Le lendemain, Renault annonçait son départ de Russie, bien que ce pays représentait son deuxième marché mondial après l’Europe.

D’autres, à l’instar de Leroy Merlin ou Auchan, firent le choix de rester. Ce positionnement assumé des entreprises sous des prétextes de « vies humaines » – celles des employés et de leurs clients – a provoqué une déferlante de messages offensifs d’activistes sur les réseaux sociaux. Ces entreprises furent accusées de « purpose washing », de manquer de morale et d’éthique.

Rappelons-le, la RSE vise à promouvoir des comportements plus éthiques et durables au sein des entreprises. Or, celle-ci s’est invitée au débat, que ce soit par les annonces des entreprises explicitant leur position sur la guerre en Ukraine ou à travers les opinions personnelles exprimées par les internautes sur les réseaux sociaux comme Twitter ou Meta.

Si certaines entreprises, à l’instar des géants pétroliers Shell et BP, ont fini par quitter la Russie pour éviter des sanctions de leur gouvernement, la France, elle, ne sanctionnait pas les sociétés françaises. Le gouvernement avait même réagi face à l’annonce du départ de Renault en soulignant que cette décision ne découlait pas d’une demande gouvernementale.
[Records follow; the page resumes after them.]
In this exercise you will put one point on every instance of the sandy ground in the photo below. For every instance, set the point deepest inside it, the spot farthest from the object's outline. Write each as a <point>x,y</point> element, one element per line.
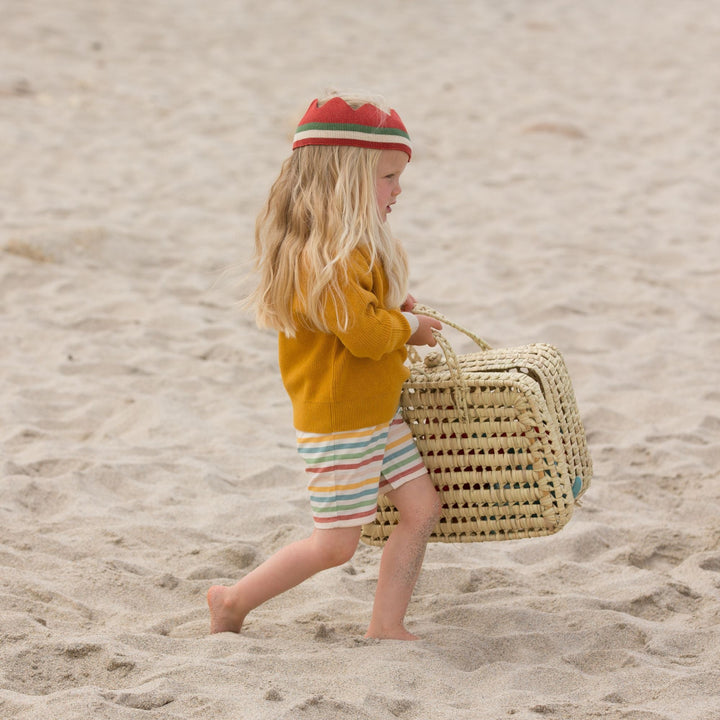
<point>565,188</point>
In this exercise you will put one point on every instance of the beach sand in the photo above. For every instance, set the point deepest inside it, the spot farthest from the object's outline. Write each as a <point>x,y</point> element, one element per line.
<point>565,188</point>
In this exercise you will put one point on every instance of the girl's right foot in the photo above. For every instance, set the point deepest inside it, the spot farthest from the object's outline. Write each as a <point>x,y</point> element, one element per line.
<point>223,616</point>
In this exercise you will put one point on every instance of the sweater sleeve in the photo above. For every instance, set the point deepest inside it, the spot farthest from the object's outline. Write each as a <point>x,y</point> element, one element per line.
<point>372,330</point>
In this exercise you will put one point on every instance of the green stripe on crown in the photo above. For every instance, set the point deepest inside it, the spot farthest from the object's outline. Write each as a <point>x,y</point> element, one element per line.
<point>346,127</point>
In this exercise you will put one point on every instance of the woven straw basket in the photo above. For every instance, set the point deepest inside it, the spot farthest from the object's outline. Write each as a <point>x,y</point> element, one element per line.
<point>500,435</point>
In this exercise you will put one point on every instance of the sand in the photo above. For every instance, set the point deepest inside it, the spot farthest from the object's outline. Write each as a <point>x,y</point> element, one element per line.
<point>565,188</point>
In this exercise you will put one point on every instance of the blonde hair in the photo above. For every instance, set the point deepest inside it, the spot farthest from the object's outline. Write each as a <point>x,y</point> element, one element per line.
<point>321,208</point>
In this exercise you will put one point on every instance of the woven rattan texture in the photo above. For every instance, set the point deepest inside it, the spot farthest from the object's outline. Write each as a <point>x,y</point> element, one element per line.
<point>500,434</point>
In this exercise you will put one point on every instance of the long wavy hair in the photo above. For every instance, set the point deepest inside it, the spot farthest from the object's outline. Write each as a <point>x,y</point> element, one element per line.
<point>321,208</point>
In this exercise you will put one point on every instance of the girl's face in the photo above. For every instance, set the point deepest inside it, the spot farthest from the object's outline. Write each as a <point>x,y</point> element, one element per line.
<point>387,179</point>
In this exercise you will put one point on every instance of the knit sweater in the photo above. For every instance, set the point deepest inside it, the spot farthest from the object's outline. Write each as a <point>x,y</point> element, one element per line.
<point>348,379</point>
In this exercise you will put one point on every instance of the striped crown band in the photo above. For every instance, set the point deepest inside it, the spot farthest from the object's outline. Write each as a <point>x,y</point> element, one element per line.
<point>336,123</point>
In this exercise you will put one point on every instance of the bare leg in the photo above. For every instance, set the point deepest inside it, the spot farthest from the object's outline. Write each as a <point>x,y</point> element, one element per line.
<point>285,569</point>
<point>419,506</point>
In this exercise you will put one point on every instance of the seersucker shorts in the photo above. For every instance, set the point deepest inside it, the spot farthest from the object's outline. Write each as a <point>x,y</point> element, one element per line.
<point>348,470</point>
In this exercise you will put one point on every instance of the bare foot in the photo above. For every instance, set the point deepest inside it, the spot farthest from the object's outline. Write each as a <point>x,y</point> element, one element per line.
<point>391,634</point>
<point>223,615</point>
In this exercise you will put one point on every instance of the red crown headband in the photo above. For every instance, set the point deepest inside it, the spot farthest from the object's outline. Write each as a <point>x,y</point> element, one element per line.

Dans ce cas, stratégiquement, pourquoi partir ?

La RSE et le risque réputationnel au coeur du conflit russo-ukrainien

Un mot : réputation.

Véritable outil de communication pour valoriser les engagements sociétaux et environnementaux d’une entreprise, les crises liées au sujet de l’impact peuvent être très coûteuses.
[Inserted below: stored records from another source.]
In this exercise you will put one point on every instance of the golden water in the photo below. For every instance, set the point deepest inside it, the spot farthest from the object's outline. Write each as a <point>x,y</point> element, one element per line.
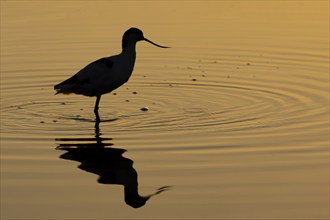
<point>238,120</point>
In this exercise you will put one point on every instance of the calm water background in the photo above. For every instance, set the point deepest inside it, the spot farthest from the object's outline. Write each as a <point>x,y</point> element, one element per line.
<point>238,118</point>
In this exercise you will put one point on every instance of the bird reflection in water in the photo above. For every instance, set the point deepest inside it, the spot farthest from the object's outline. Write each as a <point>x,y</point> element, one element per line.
<point>108,163</point>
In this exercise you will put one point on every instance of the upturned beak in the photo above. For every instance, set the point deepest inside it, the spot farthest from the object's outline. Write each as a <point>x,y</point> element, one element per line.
<point>154,43</point>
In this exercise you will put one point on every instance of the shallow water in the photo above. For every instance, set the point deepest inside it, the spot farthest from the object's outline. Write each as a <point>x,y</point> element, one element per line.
<point>238,119</point>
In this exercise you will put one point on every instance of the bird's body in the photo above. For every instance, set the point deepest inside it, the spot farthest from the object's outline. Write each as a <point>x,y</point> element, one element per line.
<point>106,74</point>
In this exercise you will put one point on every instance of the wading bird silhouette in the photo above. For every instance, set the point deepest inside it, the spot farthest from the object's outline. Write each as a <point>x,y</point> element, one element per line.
<point>106,74</point>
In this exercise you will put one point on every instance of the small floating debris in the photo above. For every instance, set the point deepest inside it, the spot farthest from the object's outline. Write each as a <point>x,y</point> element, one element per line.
<point>144,109</point>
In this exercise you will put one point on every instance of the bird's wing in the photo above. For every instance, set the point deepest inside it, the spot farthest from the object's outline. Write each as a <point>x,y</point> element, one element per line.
<point>93,72</point>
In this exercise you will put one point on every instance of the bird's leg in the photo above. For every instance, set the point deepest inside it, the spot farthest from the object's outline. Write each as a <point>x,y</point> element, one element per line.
<point>96,108</point>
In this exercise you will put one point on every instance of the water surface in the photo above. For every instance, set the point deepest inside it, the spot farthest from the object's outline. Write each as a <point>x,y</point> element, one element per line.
<point>238,120</point>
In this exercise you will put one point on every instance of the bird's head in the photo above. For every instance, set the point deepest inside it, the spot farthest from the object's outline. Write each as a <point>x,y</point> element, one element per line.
<point>134,35</point>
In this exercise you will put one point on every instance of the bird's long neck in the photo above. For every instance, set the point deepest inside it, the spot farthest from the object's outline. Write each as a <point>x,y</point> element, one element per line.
<point>129,51</point>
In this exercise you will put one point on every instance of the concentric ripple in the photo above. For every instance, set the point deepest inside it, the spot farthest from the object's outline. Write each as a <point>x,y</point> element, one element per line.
<point>215,95</point>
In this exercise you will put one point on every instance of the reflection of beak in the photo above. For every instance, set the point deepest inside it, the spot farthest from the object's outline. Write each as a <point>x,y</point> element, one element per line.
<point>159,190</point>
<point>154,43</point>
Le risque réputationnel peut rapidement entraîner la baisse des cours de bourse et le boycott des produits ou services commercialisés par l’entreprise.
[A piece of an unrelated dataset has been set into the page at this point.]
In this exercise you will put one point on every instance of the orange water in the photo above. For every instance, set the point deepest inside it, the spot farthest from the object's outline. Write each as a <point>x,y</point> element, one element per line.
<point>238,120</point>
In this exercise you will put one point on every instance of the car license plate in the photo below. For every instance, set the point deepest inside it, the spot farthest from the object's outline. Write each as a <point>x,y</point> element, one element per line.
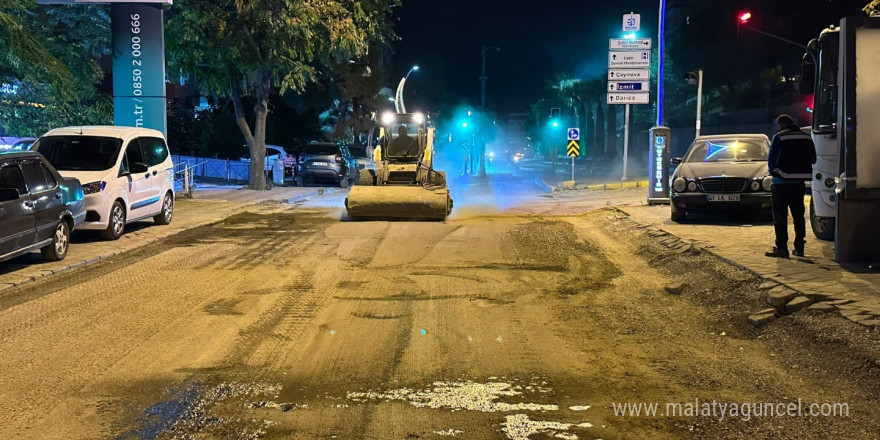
<point>723,197</point>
Selon une enquête du cabinet d’analyses anglais Global Data, réalisé plus d’un mois après le début du conflit, la guerre a fait son apparition dans les critères des consommateurs aux côtés des préoccupations environnementales et du bien-être des employés. Plus de 40% se disaient ainsi prêts à boycotter une marque si celle-ci ne prenait pas de décision ferme sur l’arrêt de ses activités en Russie.

Les entreprises occidentales font donc face à un dilemme moral. Rester, c’était donner l’impression qu’elles se détournaient de la souffrance ukrainienne et acceptaient l’invasion russe. Partir, c’était délaisser les employés sur place sans compter des actifs et des infrastructures qui seraient très certainement immédiatement nationalisés. Ces actifs pouvant, rappela Patrick Pouyanné, PDG de TotalEnergies, financer l’effort de guerre russe, que ce départ était censé combattre !

Les réponses des entreprises continuent de diviser. Difficile de distinguer l’engagement réel de certaines et l’opportunisme des autres. Le pire fut d’annoncer se désengager économiquement de la Russie sans que cela ne soit suivi d’effet.

Lors des précédents conflits armés, l’engagement des entreprises ne fut pas aussi fort. Des marques ont ainsi subi des appels au boycott ponctuels comme celui en faveur de la cause du peuple Ouïghours en Chine mettant en cause plus de 80 marques internationales. Nike, Adidas, H&M… ont ainsi été prises dans la tourmente subissant les foudres chinoises, après leurs boycotts du coton du Xinjiang sur fond d’allégations de « travail forcé » de musulmans.

Le désengagement en Russie signifie-t-il que les entreprises doivent se désengager de toutes les zones de conflits ? La politique RSE des entreprises les guident-elle efficacement quand il n’existe ni lignes directrices internationales ni demandes explicites gouvernementales ?

Ce conflit aura illustré une nouvelle fois l’entremêlement de la RSE et de la situation géopolitique. Les entreprises françaises auparavant frileuses sur le fait de se positionner, devront se doter d’une politique RSE  intégrant cette question sensible afin de protéger leur image de marque et la réputation de leurs dirigeants.